Les syndicats, eux, manifestent leur inquiétude : "Ce sont de nouvelles économies qui vont
entraver le développement des chaînes", estime notamment le SNRT-CGT.
Gelée en 2003, la redevance reste néanmoins un épineux dossier. Le premier ministre a demandé
à M. Aillagon "une réflexion approfondie sur le financement de l'audiovisuel public en concertation
avec les partenaires concernés", indique un communiqué de Matignon.
Rue de Valois, on indique que le chantier a commencé. M. Aillagon avait déclaré pendant l'été que
la lutte contre la fraude allait être renforcée, proposant à M. Raffarin le rattachement de la
redevance à la taxe d'habitation afin d'en faciliter le recouvrement et de limiter la fraude.

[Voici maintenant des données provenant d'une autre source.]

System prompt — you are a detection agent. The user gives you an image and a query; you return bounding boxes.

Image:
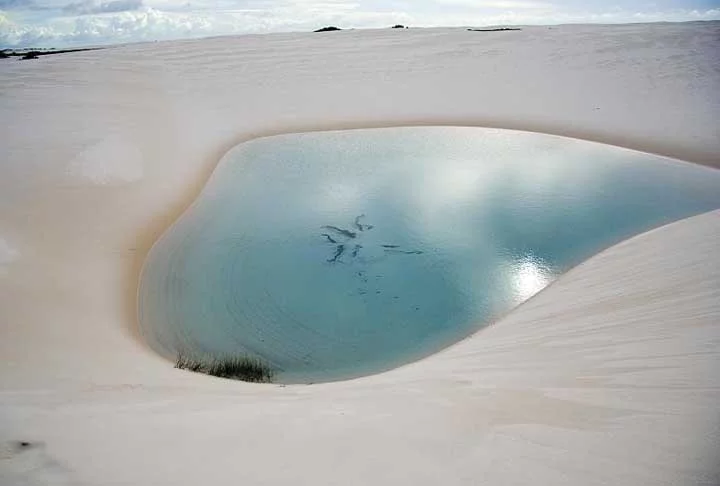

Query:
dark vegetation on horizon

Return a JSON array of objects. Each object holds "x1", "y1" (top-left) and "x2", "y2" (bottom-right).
[
  {"x1": 175, "y1": 353, "x2": 275, "y2": 383},
  {"x1": 313, "y1": 24, "x2": 409, "y2": 32},
  {"x1": 468, "y1": 27, "x2": 522, "y2": 32},
  {"x1": 0, "y1": 47, "x2": 103, "y2": 60}
]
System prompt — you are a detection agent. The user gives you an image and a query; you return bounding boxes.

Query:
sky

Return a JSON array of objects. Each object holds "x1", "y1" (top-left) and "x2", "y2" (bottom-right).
[{"x1": 0, "y1": 0, "x2": 720, "y2": 48}]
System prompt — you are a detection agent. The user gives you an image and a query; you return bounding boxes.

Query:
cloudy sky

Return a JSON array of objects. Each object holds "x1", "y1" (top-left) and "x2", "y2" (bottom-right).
[{"x1": 0, "y1": 0, "x2": 720, "y2": 47}]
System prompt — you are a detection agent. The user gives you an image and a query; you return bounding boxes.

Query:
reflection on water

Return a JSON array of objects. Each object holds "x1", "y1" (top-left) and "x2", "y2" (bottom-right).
[{"x1": 140, "y1": 128, "x2": 720, "y2": 382}]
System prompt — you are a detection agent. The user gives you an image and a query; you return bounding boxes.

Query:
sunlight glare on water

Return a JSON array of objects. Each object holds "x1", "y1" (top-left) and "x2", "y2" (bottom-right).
[{"x1": 139, "y1": 127, "x2": 720, "y2": 383}]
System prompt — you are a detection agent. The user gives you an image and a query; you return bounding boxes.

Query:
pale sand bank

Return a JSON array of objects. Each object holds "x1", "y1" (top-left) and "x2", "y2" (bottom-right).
[{"x1": 0, "y1": 23, "x2": 720, "y2": 485}]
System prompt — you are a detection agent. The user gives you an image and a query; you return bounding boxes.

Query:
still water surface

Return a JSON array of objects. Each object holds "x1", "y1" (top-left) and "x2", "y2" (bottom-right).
[{"x1": 139, "y1": 127, "x2": 720, "y2": 383}]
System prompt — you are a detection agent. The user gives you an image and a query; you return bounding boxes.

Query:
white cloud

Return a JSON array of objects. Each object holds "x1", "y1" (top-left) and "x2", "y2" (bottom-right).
[
  {"x1": 436, "y1": 0, "x2": 555, "y2": 10},
  {"x1": 0, "y1": 0, "x2": 720, "y2": 47}
]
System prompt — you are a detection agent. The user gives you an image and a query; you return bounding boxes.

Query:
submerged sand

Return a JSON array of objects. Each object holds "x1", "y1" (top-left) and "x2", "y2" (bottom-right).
[{"x1": 0, "y1": 23, "x2": 720, "y2": 485}]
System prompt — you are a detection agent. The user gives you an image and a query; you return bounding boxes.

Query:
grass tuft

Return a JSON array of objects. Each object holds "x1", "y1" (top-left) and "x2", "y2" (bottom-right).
[{"x1": 175, "y1": 353, "x2": 275, "y2": 383}]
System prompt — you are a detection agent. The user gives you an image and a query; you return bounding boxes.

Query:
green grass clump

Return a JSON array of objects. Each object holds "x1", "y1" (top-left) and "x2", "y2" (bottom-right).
[{"x1": 175, "y1": 353, "x2": 275, "y2": 383}]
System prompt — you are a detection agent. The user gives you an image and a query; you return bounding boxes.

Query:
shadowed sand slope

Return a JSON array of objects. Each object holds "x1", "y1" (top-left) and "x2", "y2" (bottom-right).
[{"x1": 0, "y1": 23, "x2": 720, "y2": 485}]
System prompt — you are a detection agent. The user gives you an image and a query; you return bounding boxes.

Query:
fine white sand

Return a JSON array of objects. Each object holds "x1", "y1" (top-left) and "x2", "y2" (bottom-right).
[{"x1": 0, "y1": 23, "x2": 720, "y2": 485}]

Aujourd'hui, on estime de 6 % à 7 % le pourcentage des foyers qui évitent la redevance. Le taux
est de deux tiers pour les résidences secondaires.
D'autres hypothèses plaident pour une augmentation de la publicité, qui représente 28 % des
recettes du groupe France Télévisions (la redevance représentant 66 %). Aux termes de la loi
Trautmann, le temps moyen consacré à la publicité a été progressivement réduit de 12 à 8 minutes
par heure sur France 2. L'hypothèse d'une augmentation est toutefois vigoureusement démentie
dans les ministères et au siège de France Télévisions.

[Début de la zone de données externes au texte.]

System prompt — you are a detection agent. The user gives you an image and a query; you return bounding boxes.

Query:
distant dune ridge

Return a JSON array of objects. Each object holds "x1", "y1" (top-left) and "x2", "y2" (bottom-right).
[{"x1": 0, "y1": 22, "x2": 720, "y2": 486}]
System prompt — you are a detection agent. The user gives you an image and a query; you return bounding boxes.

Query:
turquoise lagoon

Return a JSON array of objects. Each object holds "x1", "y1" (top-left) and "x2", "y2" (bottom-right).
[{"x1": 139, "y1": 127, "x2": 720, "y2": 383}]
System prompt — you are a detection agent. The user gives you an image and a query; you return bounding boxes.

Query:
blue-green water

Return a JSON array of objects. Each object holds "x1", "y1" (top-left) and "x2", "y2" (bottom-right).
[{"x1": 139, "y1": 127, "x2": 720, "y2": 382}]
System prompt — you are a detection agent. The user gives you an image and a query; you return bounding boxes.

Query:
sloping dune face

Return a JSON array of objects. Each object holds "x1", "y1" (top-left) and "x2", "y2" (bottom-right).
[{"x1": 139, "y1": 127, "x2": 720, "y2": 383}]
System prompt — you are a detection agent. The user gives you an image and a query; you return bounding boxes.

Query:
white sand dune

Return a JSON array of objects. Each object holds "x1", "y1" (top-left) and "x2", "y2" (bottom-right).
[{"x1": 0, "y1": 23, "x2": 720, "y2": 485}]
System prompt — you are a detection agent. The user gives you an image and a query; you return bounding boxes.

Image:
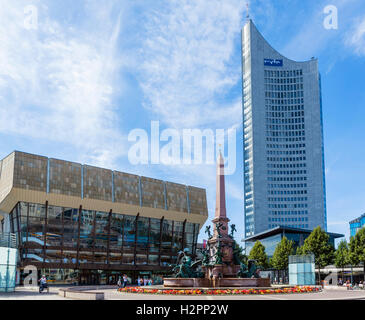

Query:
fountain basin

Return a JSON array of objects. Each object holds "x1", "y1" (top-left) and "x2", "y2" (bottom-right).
[{"x1": 163, "y1": 278, "x2": 271, "y2": 288}]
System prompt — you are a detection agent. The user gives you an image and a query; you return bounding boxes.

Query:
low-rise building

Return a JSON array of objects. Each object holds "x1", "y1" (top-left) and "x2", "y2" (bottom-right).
[
  {"x1": 0, "y1": 151, "x2": 208, "y2": 284},
  {"x1": 243, "y1": 226, "x2": 344, "y2": 257}
]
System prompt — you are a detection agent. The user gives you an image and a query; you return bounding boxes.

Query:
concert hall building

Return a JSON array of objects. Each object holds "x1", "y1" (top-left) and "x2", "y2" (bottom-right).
[{"x1": 0, "y1": 151, "x2": 208, "y2": 284}]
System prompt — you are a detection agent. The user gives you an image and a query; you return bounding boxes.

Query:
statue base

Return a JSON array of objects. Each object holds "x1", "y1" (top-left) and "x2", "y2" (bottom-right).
[{"x1": 163, "y1": 278, "x2": 271, "y2": 288}]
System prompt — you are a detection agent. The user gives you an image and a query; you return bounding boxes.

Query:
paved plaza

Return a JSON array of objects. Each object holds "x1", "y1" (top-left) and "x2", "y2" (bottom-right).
[{"x1": 0, "y1": 287, "x2": 365, "y2": 301}]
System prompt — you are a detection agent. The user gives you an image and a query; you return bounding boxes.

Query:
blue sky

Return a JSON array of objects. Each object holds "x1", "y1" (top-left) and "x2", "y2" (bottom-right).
[{"x1": 0, "y1": 0, "x2": 365, "y2": 245}]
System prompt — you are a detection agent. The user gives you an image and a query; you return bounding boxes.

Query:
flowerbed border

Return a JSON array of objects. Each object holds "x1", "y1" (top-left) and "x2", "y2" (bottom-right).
[{"x1": 118, "y1": 286, "x2": 322, "y2": 295}]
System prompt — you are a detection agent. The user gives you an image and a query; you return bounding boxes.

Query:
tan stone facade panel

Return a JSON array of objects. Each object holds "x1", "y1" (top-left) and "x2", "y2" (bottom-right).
[
  {"x1": 141, "y1": 177, "x2": 165, "y2": 209},
  {"x1": 49, "y1": 159, "x2": 82, "y2": 198},
  {"x1": 0, "y1": 153, "x2": 15, "y2": 202},
  {"x1": 14, "y1": 152, "x2": 48, "y2": 192},
  {"x1": 83, "y1": 166, "x2": 113, "y2": 201},
  {"x1": 166, "y1": 182, "x2": 188, "y2": 212},
  {"x1": 114, "y1": 171, "x2": 140, "y2": 206},
  {"x1": 188, "y1": 186, "x2": 208, "y2": 215}
]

L'annonce du gel de la redevance a une nouvelle fois soulevé les protestations des créateurs : la
société civile des auteurs-réalisateurs-producteurs (l'ARP) a estimé qu'il privait ainsi "le service
public des moyens lui permettant de renforcer sa politique en faveur de la création
cinématographique et audiovisuelle" ; la Société des auteurs et compositeurs dramatiques (SACD)
a jugé que ce gel n'était "pas compatible avec un service public fort, comme l'avait appelé de ses
vœux le président de la République (...). Cette stagnation des ressources ne peut permettre au
service public d'affirmer sa singularité face aux chaînes privées et de répondre à ses missions".

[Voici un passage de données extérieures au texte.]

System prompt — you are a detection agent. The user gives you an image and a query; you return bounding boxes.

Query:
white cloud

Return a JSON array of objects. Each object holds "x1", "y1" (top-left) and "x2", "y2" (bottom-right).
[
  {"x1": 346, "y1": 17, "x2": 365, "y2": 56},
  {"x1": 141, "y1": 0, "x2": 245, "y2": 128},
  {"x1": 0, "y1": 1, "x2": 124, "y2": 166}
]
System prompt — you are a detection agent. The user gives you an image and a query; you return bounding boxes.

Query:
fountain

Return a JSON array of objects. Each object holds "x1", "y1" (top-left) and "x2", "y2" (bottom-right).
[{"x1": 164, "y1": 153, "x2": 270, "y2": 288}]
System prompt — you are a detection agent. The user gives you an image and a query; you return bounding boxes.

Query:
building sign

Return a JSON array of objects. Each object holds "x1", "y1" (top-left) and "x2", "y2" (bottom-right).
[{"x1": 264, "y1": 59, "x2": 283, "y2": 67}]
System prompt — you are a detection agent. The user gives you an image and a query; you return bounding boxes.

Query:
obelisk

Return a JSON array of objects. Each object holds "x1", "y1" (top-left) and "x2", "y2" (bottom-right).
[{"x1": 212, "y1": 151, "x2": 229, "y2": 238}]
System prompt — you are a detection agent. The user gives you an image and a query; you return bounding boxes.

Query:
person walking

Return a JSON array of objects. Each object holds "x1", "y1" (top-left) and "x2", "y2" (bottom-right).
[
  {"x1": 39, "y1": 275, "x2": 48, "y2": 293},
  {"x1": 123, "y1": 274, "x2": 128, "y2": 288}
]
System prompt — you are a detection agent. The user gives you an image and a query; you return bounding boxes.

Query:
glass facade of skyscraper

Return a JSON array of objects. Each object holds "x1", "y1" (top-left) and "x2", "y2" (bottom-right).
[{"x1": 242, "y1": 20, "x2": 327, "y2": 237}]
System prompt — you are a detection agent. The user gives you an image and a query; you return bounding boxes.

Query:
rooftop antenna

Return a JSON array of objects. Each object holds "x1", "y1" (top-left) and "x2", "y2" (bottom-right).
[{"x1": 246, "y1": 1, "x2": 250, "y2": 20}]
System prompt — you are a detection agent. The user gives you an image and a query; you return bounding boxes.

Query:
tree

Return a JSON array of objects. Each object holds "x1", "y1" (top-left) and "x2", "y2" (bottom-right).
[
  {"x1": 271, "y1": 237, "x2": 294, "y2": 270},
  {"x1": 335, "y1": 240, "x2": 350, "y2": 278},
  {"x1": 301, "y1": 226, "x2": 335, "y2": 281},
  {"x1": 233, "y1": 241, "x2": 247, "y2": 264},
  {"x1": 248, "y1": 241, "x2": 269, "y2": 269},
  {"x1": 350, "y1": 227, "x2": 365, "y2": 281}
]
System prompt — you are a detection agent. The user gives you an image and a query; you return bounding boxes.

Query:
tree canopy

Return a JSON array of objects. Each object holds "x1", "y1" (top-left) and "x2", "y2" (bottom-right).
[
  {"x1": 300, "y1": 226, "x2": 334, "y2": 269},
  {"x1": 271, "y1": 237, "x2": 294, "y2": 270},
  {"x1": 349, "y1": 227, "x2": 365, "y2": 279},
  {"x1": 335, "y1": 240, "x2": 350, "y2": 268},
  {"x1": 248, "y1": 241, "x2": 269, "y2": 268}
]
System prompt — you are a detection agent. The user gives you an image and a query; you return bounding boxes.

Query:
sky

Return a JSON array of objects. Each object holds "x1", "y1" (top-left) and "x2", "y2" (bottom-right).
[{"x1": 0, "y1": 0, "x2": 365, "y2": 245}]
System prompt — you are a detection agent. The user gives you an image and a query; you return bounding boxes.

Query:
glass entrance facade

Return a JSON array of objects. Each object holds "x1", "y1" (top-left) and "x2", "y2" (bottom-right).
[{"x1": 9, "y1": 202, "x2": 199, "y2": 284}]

La Société des réalisateurs français (SRF) et la Société civile des auteurs multimédias (SCAM) et la
SACD, réunies au sein des Etats généraux de la création audiovisuelle, veulent relancer le débat
sur la suppression totale de la publicité sur le service public, pour laquelle ils militent depuis des
années. Outre une augmentation de la redevance pour la mettre au niveau des autres pays
européens, ils proposent l'instauration d'une sorte de taxe Tobin : un écot serait prélevé sur
chaque transaction publicitaire. Dans un marché qui a atteint 30,5 milliards d'euros en 2000, cette
taxe pourrait rapporter 1,5 milliard d'euros par an, soit, par exemple, les trois quarts du budget de
France Télévisions ou trois fois le budget de Radio France.